Data Transformation and Enrichment
The platform enables transformation and enrichment of telemetry data, ensuring that the data is in the right format and context for analysis. This process enhances the quality and usability of the data, making it more actionable for monitoring and observability purposes.
Cost Optimization through Log Volume Reduction
Mezmo helps organizations reduce observability costs by eliminating unnecessary data, thereby decreasing log volumes.This optimization ensures that only relevant data is stored and analyzed, leading to significant cost savings.
Enhanced Data Accessibility and Visualization
The platform offers improved data accessibility and visualization tools, allowing teams to quickly onboard new data sources and migrate to new observability platforms. This flexibility supports better decision-making and faster incident response.
Integration with Existing Tools
Mezmo is designed to integrate seamlessly with existing monitoring and observability tools. It can route data to various platforms, enabling organizations to leverage their current toolsets while enhancing their observability capabilities.
What are the benefits of the Mezmo Platform?

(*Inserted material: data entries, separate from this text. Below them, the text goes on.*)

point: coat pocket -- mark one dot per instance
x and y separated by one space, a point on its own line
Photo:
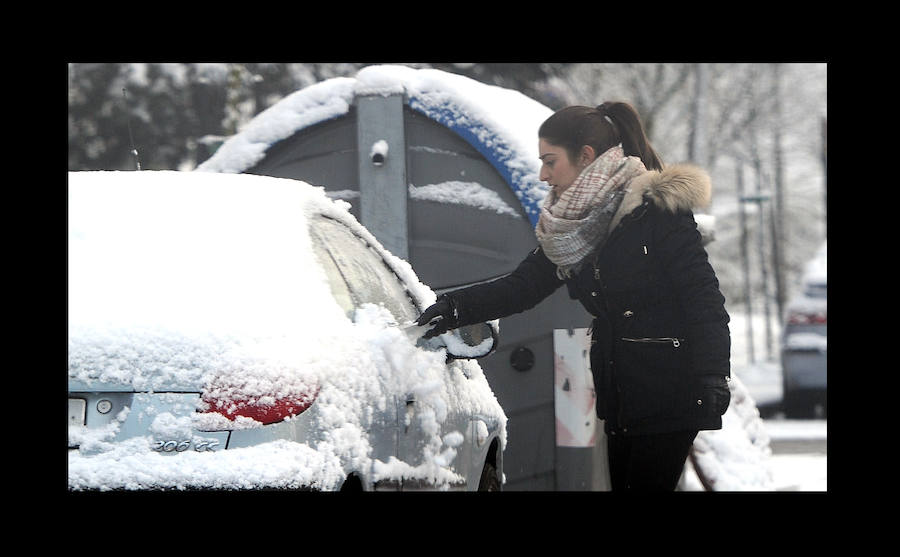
649 371
711 395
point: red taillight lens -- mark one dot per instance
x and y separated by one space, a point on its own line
264 410
806 318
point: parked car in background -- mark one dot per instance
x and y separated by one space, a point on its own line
230 331
804 342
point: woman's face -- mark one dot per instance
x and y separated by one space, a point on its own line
557 169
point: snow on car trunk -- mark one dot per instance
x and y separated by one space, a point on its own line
203 281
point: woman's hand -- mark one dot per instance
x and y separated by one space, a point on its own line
442 315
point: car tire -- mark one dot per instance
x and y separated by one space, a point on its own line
797 405
489 480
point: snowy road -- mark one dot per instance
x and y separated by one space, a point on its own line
799 454
799 447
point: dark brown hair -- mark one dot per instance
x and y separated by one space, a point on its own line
602 128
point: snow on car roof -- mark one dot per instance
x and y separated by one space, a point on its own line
500 123
180 277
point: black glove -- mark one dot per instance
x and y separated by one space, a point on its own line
441 314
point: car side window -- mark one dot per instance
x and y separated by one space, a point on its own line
356 273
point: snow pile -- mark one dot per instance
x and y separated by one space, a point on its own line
736 457
201 279
500 123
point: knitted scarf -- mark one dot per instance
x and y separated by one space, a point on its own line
575 224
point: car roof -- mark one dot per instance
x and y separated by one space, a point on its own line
196 265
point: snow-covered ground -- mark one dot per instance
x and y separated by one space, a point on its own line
792 472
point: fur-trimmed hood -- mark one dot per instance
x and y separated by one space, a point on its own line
676 187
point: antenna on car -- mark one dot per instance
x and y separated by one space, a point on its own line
137 159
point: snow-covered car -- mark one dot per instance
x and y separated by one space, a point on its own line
230 331
804 342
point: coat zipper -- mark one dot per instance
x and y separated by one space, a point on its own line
676 342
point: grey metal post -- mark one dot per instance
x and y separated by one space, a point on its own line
382 170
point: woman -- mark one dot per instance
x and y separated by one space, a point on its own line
618 231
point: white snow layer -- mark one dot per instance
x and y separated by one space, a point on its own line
501 123
210 279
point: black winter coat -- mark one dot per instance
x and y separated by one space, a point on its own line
660 352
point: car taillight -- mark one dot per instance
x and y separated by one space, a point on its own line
265 410
807 318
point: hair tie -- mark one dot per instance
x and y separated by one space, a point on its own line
603 112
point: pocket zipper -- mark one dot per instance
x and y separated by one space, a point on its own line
676 342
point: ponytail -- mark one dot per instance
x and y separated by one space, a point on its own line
602 128
631 133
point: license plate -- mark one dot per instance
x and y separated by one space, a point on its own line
76 411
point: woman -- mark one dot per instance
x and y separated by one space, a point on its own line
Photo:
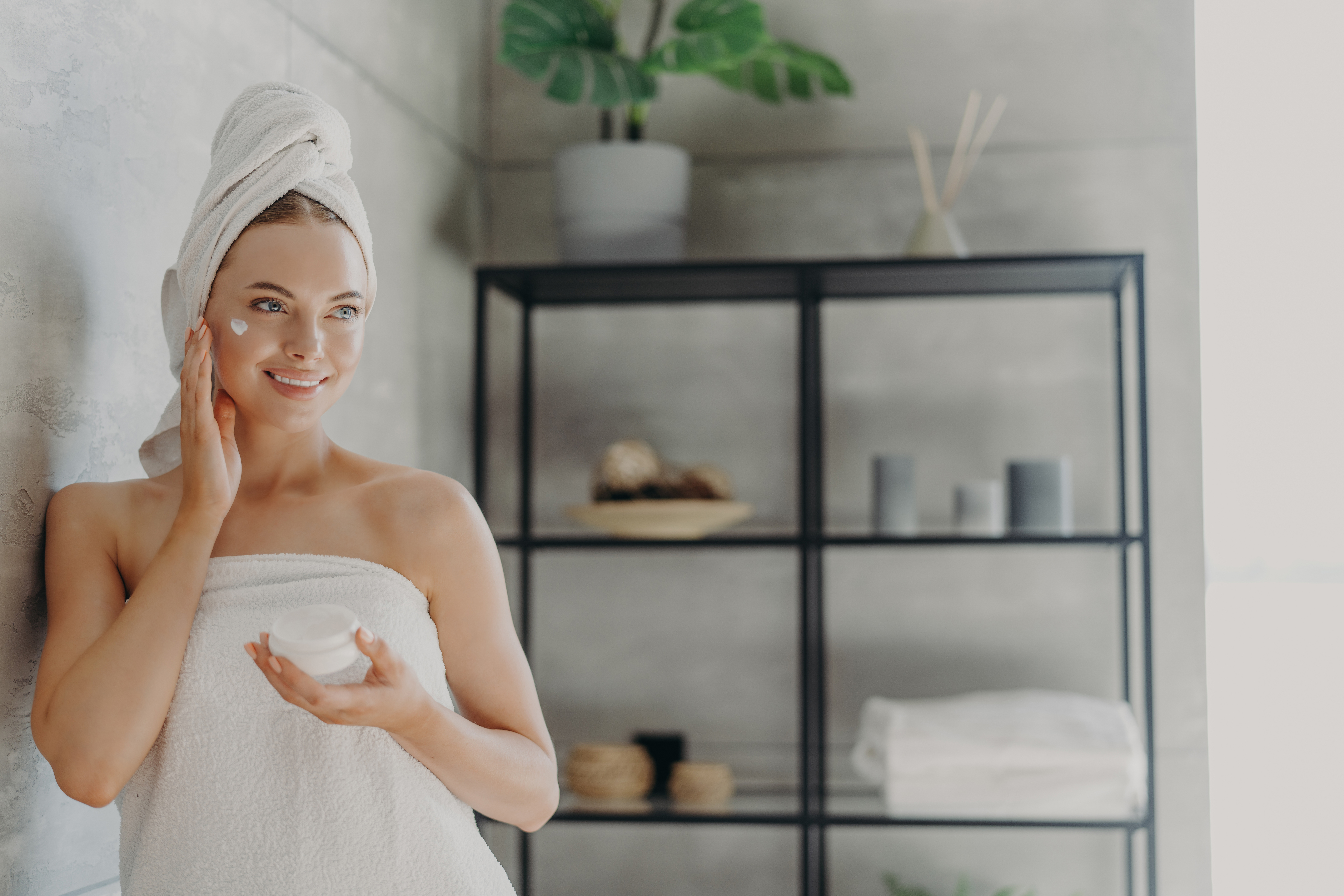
234 770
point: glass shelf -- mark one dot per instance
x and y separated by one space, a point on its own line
827 541
843 809
744 809
869 809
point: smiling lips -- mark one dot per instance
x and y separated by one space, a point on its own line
289 382
296 386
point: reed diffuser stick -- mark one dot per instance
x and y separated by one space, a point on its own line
959 155
978 146
921 148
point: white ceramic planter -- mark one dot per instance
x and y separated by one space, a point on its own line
622 202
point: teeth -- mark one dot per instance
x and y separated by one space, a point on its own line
300 383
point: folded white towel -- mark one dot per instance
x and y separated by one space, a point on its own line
273 138
1015 754
244 793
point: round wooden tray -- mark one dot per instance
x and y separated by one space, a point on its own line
673 519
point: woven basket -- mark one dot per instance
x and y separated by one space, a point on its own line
609 772
702 784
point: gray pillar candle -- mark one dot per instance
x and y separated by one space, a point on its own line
894 508
1041 498
979 508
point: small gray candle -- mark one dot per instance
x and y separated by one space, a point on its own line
1041 498
979 508
894 508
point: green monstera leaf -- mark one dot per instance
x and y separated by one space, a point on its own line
760 72
714 35
573 45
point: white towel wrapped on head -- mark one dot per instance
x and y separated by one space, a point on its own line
1014 754
275 138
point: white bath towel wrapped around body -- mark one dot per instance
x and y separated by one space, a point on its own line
244 793
1013 754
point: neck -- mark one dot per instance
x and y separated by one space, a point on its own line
276 463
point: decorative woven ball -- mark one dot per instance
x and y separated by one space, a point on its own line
628 468
705 482
703 784
609 772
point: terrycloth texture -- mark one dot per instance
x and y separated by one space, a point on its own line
273 139
1014 754
244 793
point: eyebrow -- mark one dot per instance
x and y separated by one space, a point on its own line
273 288
277 288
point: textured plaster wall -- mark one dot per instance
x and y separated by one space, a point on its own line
1096 154
107 112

The Mezmo platform (formerly LogDNA) offers a modern, powerful way to handle telemetry data across complex environments. It’s designed to streamline observability and monitoring workflows for engineers, DevOps, and SRE teams.
The Mezmo platform helps teams detect and fix issues faster, reduce telemetry storage and processing costs, automate telemetry pipelines and workflows, visualize and analyze system health in real time, and stay secure and compliant.

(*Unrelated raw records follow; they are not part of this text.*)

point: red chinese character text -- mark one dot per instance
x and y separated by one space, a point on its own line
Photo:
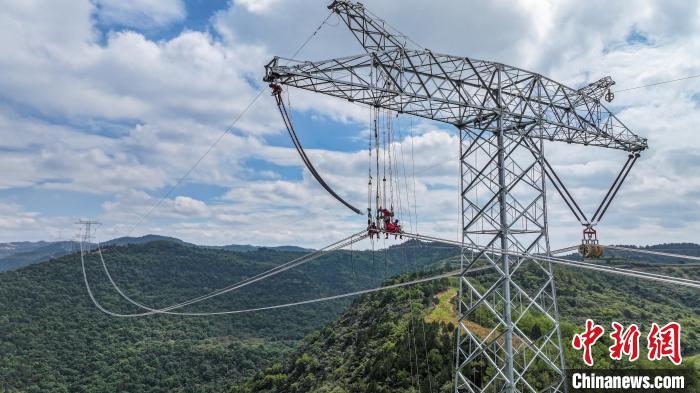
586 340
626 342
665 342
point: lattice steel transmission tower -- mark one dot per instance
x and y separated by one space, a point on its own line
508 328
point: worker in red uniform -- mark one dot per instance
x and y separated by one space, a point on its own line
393 227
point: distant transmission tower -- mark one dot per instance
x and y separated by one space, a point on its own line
509 338
86 232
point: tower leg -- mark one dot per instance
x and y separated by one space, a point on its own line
508 337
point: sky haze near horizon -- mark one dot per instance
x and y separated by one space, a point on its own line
105 104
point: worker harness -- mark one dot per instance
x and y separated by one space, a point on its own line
277 93
382 156
589 247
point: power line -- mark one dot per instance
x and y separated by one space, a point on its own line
223 134
585 265
665 254
277 306
243 283
658 83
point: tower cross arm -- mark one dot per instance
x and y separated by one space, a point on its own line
463 92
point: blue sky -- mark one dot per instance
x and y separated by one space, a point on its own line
105 104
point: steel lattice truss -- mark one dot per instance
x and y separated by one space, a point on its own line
504 115
503 192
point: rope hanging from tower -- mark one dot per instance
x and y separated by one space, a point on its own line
277 93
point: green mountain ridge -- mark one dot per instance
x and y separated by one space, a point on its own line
53 339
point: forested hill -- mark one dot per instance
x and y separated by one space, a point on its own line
53 339
402 340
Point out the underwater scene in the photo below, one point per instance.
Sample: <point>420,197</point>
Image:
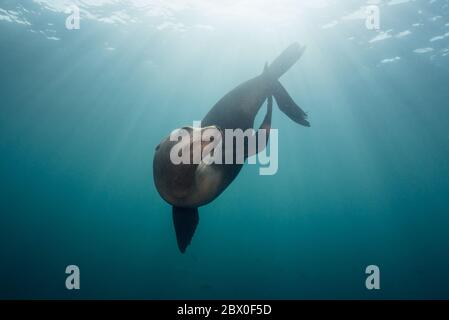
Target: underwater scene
<point>349,199</point>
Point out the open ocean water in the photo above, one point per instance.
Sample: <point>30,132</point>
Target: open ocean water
<point>82,110</point>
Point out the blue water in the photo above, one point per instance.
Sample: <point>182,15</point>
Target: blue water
<point>82,111</point>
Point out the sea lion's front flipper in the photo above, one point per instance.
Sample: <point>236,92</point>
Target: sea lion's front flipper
<point>266,125</point>
<point>288,106</point>
<point>185,221</point>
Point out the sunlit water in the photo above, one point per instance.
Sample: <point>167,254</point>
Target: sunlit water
<point>82,110</point>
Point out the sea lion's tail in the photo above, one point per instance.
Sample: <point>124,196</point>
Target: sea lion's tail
<point>185,221</point>
<point>285,60</point>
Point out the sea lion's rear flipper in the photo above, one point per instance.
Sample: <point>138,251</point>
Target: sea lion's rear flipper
<point>185,221</point>
<point>288,106</point>
<point>285,60</point>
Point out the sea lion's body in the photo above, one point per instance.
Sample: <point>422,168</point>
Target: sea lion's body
<point>188,186</point>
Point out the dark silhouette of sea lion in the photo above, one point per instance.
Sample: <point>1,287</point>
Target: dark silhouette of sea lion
<point>189,186</point>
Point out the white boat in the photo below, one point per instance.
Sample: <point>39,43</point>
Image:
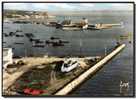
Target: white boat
<point>69,65</point>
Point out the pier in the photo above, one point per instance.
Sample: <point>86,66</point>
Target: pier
<point>45,66</point>
<point>69,87</point>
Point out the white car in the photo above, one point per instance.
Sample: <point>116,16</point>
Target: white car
<point>69,65</point>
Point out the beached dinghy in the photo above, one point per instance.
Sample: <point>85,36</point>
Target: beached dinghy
<point>69,65</point>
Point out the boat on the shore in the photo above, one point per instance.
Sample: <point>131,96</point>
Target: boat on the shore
<point>69,65</point>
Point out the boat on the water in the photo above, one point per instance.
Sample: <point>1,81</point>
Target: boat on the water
<point>69,65</point>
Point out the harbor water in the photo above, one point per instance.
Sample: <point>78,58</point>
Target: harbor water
<point>85,43</point>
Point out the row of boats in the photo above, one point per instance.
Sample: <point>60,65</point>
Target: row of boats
<point>83,24</point>
<point>36,42</point>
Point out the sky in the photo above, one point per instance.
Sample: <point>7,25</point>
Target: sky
<point>68,6</point>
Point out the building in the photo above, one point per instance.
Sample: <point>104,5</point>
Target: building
<point>7,57</point>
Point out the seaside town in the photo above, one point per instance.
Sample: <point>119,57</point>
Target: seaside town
<point>39,63</point>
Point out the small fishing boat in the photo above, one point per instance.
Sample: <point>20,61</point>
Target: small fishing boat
<point>29,35</point>
<point>18,43</point>
<point>53,38</point>
<point>19,35</point>
<point>69,65</point>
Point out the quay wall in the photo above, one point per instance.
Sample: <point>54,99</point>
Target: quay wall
<point>73,84</point>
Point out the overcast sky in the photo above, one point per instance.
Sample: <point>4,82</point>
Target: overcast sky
<point>68,6</point>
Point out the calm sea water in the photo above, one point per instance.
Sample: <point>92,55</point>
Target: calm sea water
<point>107,81</point>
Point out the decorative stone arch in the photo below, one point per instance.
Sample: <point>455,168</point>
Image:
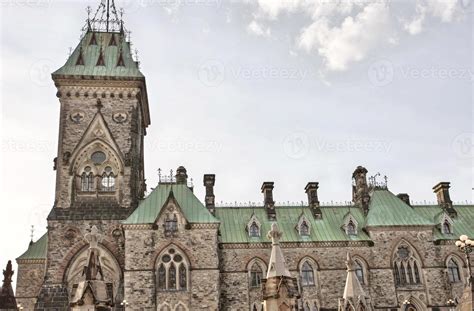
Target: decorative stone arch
<point>172,270</point>
<point>82,158</point>
<point>407,264</point>
<point>110,268</point>
<point>180,306</point>
<point>164,307</point>
<point>256,271</point>
<point>460,266</point>
<point>360,261</point>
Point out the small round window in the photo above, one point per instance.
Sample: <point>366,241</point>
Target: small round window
<point>98,157</point>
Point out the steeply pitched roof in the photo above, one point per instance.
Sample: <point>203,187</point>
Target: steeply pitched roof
<point>149,209</point>
<point>96,47</point>
<point>386,209</point>
<point>36,250</point>
<point>462,224</point>
<point>234,222</point>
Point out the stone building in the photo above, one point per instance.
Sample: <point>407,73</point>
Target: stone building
<point>170,251</point>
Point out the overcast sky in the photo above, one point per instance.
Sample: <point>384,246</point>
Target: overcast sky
<point>270,90</point>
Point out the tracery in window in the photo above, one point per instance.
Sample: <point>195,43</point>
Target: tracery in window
<point>454,274</point>
<point>87,180</point>
<point>406,266</point>
<point>307,274</point>
<point>173,271</point>
<point>108,180</point>
<point>256,275</point>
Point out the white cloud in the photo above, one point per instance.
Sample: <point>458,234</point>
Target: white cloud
<point>351,41</point>
<point>257,29</point>
<point>347,31</point>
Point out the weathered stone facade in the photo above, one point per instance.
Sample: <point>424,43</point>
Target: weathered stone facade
<point>171,252</point>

Here are the key benefits of Mezmo:
Two examples of how Mezmo has helped modernize observability
Sysdig, a company specializing in cloud-native security and monitoring solutions, faced challenges in efficiently accessing and utilizing their log data, which is crucial for monitoring and securing cloud-native environments. By integrating Mezmo's telemetry pipeline, Sysdig achieved an 80% improvement in the time it takes to access and use log data. This enhancement significantly accelerated their incident response and troubleshooting capabilities, leading to improved system reliability and performance.

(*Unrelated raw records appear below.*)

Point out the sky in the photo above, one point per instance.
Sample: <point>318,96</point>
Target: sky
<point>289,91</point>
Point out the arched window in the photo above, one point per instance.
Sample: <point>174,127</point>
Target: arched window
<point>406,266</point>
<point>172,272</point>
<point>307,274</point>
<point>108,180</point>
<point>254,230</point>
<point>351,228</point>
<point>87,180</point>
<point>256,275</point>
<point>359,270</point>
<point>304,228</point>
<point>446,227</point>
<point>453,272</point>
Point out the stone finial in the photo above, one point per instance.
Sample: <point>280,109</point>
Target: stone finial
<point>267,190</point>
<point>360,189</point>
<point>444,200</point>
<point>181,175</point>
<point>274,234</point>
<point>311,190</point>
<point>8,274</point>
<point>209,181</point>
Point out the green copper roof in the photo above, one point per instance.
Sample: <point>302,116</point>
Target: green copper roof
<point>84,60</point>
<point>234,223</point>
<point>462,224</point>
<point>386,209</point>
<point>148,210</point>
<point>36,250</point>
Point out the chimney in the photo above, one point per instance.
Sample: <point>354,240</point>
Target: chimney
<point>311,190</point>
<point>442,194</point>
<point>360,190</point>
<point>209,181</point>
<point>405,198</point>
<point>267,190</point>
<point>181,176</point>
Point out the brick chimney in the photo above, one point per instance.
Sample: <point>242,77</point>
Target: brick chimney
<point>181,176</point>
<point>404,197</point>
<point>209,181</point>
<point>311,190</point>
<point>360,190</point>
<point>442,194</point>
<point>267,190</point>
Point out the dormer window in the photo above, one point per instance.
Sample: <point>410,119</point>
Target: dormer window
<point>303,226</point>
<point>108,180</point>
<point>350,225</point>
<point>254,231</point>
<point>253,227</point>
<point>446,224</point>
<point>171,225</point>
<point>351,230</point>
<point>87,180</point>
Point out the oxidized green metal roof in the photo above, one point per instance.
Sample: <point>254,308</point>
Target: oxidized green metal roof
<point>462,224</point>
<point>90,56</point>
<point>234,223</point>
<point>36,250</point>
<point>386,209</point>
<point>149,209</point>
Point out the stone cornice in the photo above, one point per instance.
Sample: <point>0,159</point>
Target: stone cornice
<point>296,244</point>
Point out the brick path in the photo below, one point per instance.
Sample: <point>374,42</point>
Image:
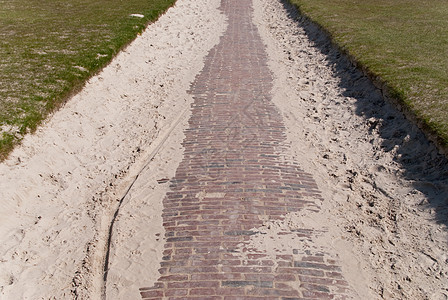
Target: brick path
<point>232,179</point>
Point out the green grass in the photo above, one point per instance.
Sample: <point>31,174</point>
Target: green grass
<point>404,42</point>
<point>49,48</point>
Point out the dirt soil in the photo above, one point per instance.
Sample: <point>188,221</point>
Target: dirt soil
<point>83,196</point>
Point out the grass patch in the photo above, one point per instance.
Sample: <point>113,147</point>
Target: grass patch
<point>49,48</point>
<point>404,42</point>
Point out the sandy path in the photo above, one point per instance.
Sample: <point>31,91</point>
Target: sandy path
<point>59,190</point>
<point>388,186</point>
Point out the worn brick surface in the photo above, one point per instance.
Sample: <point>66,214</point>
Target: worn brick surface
<point>232,179</point>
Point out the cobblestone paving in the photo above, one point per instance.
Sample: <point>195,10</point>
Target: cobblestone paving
<point>233,178</point>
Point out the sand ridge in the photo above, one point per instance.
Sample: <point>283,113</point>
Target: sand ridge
<point>385,186</point>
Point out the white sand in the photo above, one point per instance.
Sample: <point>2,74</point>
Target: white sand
<point>61,187</point>
<point>384,186</point>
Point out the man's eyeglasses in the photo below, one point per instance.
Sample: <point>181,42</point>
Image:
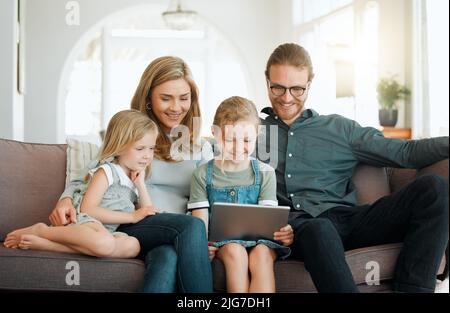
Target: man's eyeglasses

Mezmo has also had a partnership with IBM since 2018 when it became the sole logging provider for IBM Cloud, supporting thousands of internal teams and enterprises. Deployed across eight multi-zone regions globally, Mezmo's solution manages petabytes of logs, providing centralized logging for IBM Cloud services, including IBM Watson and the Weather Company.
How Mezmo has helped Site Reliability Engineers (SREs)
To understand the impact of observability and monitoring on SREs, look no further than Mezmo's own platform team, which utilized the company's telemetry pipeline to enhance their metrics handling processes, leading to improved observability and system reliability.
The Mezmo platform team faced challenges in efficiently managing and processing a vast array of metrics essential for maintaining system performance and reliability. By implementing Mezmo's telemetry pipeline, they achieved:
Streamlined Metric Ingestion: The team could ingest metrics from diverse sources, ensuring comprehensive visibility into system operations.
Efficient Data Transformation: Utilizing the pipeline's capabilities, they transformed and enriched metric data, making it more actionable and easier to analyze.
Optimized Data Routing: The pipeline allowed for intelligent routing of metrics to appropriate destinations, such as monitoring dashboards or alerting systems, facilitating quicker response times to potential issues.
This implementation not only improved the team's ability to monitor system health but also reduced the overhead associated with managing complex metric data flows.